Yeah, the game would be perfect if it weren't for the mood-swinging difficulty. For the most part, the game just about right... then, it hits points like the above screenshot. In this part, you are just about to leave the area - your helicopter waiting and nagging you "This way, Quick!" so often that you'll likely shout "I'm coming already!" out of frustration. Then you get there, and Mr. Red Suit shoots your copter with a rocket and sends ten tons of jet-packed haz-mat acrobats at you. As many times as I played this game, I NEVER figured out how to do this without getting shot to pieces. They just throw way too many of them at you at once. I also hated how the Blue Doors' Roulette would never have what you needed late in the game. Got full health? Here's some health! Need some health? Here's some bombs! Why can't they at least have one of every type of item, so I at least have a CHANCE of getting what I need?
Also, I found the characters to be a bit unbalanced. I tried playing as Jad - I really did. Yet, I see absolutely no reason to choose him. Sure, he can take damage, but he moves so slow that your going to be taking damage that you could have more easily avoided playing as Kart or Edie. Then, Edie seems to be by far the best character in the game: Not only does she have the fastest gun in the game, she also has the best bomb in the game. With one bomb, she can scorch an area for about 5 seconds. Place it in from of a popular door, and you'll rack up the points when enemies walk out that door. Throw it in an elevator, and then have it burn all the enemies to death who use it. Many of the situations I found extremely hard were made much more bearable by simply making liberal use of Edie's firebombs - simply cover any area that enemies might spawn from with firebombs and wait.
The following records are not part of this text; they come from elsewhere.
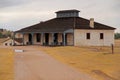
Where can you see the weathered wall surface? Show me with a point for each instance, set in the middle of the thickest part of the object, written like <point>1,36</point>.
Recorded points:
<point>80,38</point>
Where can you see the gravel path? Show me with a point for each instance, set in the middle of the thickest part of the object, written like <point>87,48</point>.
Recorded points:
<point>33,64</point>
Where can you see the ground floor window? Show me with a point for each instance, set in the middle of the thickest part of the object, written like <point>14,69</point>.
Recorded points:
<point>101,36</point>
<point>87,35</point>
<point>38,37</point>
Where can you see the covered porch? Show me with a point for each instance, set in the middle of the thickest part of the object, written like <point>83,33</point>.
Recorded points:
<point>47,39</point>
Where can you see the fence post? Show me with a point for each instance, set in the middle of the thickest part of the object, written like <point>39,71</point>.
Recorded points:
<point>112,47</point>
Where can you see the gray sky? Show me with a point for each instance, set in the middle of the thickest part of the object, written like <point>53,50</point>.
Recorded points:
<point>17,14</point>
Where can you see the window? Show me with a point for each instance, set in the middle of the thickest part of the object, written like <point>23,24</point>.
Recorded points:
<point>101,36</point>
<point>88,36</point>
<point>38,37</point>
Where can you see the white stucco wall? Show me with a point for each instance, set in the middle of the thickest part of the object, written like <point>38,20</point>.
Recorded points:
<point>80,38</point>
<point>10,42</point>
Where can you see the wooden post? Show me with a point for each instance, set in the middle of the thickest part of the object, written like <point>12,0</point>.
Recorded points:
<point>112,47</point>
<point>14,39</point>
<point>64,39</point>
<point>23,38</point>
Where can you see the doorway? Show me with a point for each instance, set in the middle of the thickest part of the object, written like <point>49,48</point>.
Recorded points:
<point>46,38</point>
<point>56,38</point>
<point>30,38</point>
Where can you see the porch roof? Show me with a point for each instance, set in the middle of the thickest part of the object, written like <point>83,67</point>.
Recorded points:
<point>63,24</point>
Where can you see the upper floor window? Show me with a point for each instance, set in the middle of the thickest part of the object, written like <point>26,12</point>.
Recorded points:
<point>38,37</point>
<point>101,36</point>
<point>87,35</point>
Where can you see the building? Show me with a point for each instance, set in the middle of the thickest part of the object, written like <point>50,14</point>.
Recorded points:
<point>68,29</point>
<point>11,42</point>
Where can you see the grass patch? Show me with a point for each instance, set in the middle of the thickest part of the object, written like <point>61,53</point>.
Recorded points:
<point>6,64</point>
<point>90,60</point>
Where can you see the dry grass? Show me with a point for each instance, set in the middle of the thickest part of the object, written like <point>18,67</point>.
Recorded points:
<point>6,64</point>
<point>95,61</point>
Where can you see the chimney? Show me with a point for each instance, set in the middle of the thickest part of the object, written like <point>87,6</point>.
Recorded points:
<point>91,22</point>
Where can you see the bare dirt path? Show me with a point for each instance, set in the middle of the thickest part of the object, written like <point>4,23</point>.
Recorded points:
<point>34,64</point>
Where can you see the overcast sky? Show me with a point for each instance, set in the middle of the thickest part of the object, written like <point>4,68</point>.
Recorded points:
<point>17,14</point>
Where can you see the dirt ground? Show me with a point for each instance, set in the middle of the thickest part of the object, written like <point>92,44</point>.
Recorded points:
<point>34,64</point>
<point>98,62</point>
<point>6,64</point>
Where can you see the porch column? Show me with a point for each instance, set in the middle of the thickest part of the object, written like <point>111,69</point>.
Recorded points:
<point>14,39</point>
<point>32,38</point>
<point>73,39</point>
<point>52,38</point>
<point>23,38</point>
<point>42,38</point>
<point>64,39</point>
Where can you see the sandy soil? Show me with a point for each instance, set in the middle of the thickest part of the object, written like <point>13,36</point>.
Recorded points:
<point>34,64</point>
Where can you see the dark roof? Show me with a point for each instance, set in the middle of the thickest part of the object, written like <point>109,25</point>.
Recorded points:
<point>63,24</point>
<point>20,40</point>
<point>62,11</point>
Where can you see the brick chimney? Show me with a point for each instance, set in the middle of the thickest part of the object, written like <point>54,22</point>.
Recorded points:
<point>91,22</point>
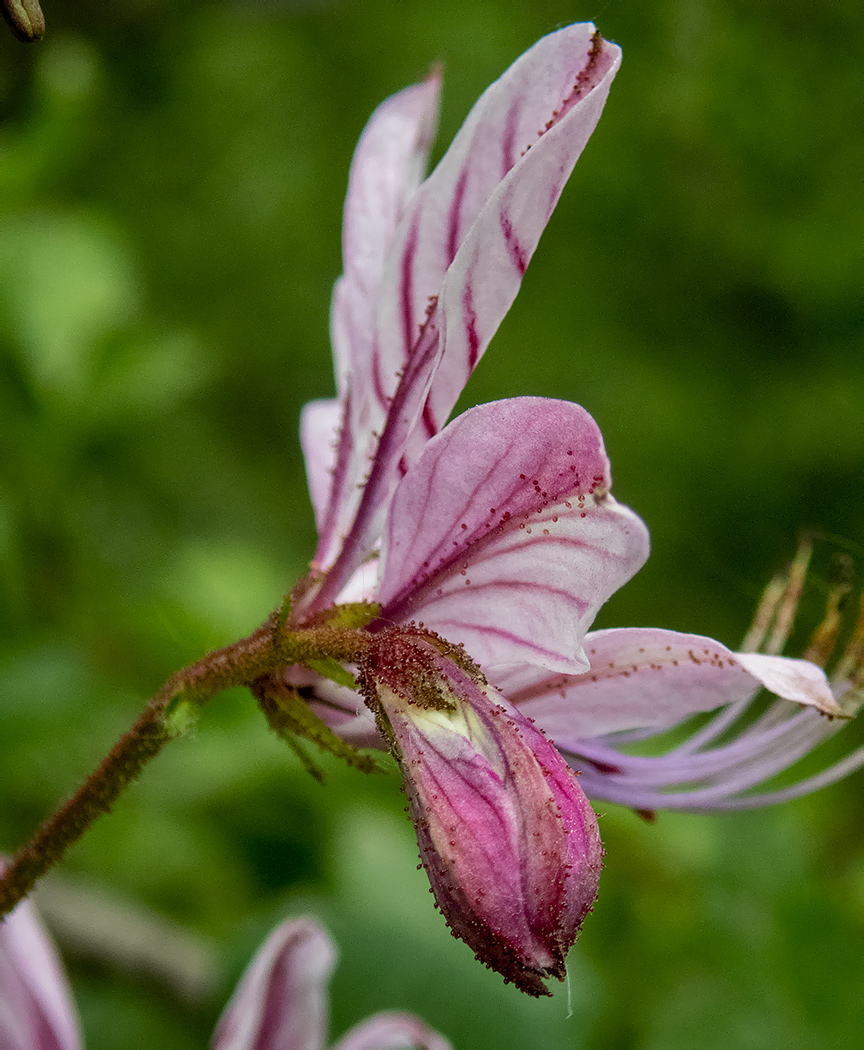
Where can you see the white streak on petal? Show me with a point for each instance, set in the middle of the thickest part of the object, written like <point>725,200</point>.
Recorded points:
<point>281,1000</point>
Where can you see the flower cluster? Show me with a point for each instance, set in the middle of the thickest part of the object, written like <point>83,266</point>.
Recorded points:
<point>499,533</point>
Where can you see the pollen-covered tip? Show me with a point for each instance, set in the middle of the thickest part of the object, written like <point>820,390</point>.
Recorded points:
<point>508,839</point>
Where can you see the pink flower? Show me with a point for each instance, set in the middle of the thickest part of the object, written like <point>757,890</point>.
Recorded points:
<point>508,839</point>
<point>36,1008</point>
<point>429,271</point>
<point>498,531</point>
<point>281,1002</point>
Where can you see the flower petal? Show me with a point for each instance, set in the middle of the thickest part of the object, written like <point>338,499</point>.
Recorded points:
<point>36,1007</point>
<point>281,1000</point>
<point>644,677</point>
<point>386,169</point>
<point>393,1031</point>
<point>319,438</point>
<point>476,222</point>
<point>502,537</point>
<point>507,838</point>
<point>387,165</point>
<point>457,263</point>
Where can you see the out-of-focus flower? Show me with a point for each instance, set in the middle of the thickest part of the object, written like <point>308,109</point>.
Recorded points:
<point>36,1008</point>
<point>281,1002</point>
<point>508,839</point>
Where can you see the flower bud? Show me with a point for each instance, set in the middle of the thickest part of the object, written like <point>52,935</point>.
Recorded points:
<point>507,837</point>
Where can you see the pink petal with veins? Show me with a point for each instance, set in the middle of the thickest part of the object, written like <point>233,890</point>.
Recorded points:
<point>393,1031</point>
<point>319,438</point>
<point>644,677</point>
<point>508,840</point>
<point>463,244</point>
<point>36,1007</point>
<point>502,536</point>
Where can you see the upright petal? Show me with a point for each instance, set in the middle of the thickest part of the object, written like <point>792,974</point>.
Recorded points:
<point>281,1000</point>
<point>503,537</point>
<point>457,263</point>
<point>36,1008</point>
<point>393,1031</point>
<point>387,166</point>
<point>507,838</point>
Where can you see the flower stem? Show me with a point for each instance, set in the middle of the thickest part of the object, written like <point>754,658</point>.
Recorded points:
<point>268,650</point>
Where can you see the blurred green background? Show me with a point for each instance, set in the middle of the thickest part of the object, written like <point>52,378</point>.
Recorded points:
<point>171,182</point>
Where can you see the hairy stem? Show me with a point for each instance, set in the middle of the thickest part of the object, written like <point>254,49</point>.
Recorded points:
<point>270,649</point>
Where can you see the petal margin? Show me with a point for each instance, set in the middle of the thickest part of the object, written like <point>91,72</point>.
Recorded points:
<point>36,1006</point>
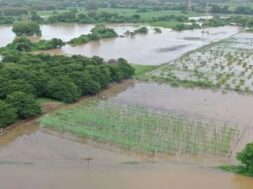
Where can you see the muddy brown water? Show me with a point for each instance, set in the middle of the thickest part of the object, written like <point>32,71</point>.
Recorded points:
<point>140,49</point>
<point>31,157</point>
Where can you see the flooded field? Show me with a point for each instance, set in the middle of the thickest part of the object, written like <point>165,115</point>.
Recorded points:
<point>40,158</point>
<point>37,157</point>
<point>227,64</point>
<point>148,49</point>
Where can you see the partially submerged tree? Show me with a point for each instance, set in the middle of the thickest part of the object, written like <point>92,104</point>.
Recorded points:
<point>26,28</point>
<point>246,158</point>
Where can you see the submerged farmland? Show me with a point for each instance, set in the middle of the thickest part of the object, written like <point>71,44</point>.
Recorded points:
<point>145,130</point>
<point>227,64</point>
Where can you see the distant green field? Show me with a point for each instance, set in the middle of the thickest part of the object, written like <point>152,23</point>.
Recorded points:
<point>127,12</point>
<point>165,24</point>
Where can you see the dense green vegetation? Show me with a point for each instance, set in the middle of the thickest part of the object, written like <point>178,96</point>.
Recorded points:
<point>246,159</point>
<point>26,28</point>
<point>98,32</point>
<point>23,44</point>
<point>25,77</point>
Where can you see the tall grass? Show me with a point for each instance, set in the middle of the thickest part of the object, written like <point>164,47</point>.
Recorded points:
<point>145,130</point>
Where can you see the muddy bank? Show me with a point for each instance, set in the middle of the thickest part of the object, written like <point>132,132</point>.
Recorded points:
<point>147,176</point>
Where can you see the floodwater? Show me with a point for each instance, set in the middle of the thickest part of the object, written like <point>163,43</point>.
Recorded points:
<point>147,49</point>
<point>32,157</point>
<point>219,105</point>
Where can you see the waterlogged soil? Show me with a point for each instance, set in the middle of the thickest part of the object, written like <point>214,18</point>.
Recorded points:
<point>139,49</point>
<point>32,157</point>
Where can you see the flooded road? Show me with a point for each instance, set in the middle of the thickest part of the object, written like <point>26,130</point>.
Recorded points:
<point>147,49</point>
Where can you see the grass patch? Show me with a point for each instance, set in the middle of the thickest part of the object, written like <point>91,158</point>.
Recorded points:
<point>165,24</point>
<point>237,169</point>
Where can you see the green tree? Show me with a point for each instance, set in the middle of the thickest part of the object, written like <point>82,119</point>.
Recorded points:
<point>26,28</point>
<point>25,104</point>
<point>246,157</point>
<point>8,114</point>
<point>63,89</point>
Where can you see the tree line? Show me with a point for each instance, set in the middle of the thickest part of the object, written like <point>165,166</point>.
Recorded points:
<point>26,77</point>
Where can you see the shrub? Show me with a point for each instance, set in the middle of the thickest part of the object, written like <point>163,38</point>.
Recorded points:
<point>8,114</point>
<point>25,104</point>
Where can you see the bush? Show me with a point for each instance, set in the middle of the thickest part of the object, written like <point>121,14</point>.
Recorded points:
<point>25,104</point>
<point>8,114</point>
<point>63,89</point>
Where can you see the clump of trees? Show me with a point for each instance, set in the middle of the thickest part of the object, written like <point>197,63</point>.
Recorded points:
<point>23,44</point>
<point>98,32</point>
<point>27,28</point>
<point>93,17</point>
<point>26,77</point>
Last little nitpicks I have are with the points and the ending. What was the point of points in this game? I expected after reaching a certain amount, I'd get an extra life, but that never happened! And as many times as I lost my last credit right at the very end of the last mission, I could have used that extra life.
Then, the ending itself (Oh noes! Spoilers! Who cares, really?)... nothing? Alright, at the end, you confront the man in red as he is about to launch a nuke with a countdown sequence playing. Well, after finally beating him and taking out the nuke controls... the nuke launches anyway, the screen goes red, and then we get the end credits. Did my character fail? Is this a bad end? What's going on? Then, after sitting through the credits... it just gives me a message to the effect of "Good job! We look forward to working with you again!" or something, gives me the name entry, and then I unlock OLD GAME. (The original Elevator Action.)
Seriously, THAT'S IT? You at least gave me a neat little drawing every time I complete a mission - I complete the entire game and I get nothing? I at least expect something on par with one of those cheesy Street Fighter II endings.
All in all, though, this game is a huge amount of fun with a lot of hard work put into it. The Saturn version is the definitive, arcade-perfect version, but it's also kinda pricey for a retro game. Mine cost about $40. More frugal gamers can just pay $5 for a used copy of Taito Legends 2 on the PS2 (also came out for the PC and European Xbox) - however, I've heard the emulation is a bit hokey with a bit of slowdown concerns, some of the music tracks were changed to less inspiring tunes, plus some weapons were nerfed for whatever reason.
RetroGrade: B. The great characters, great animation and just flat-out fun gameplay make it a must have for any arcade lover, but the haywire difficulty and character imbalance keep it from being perfect.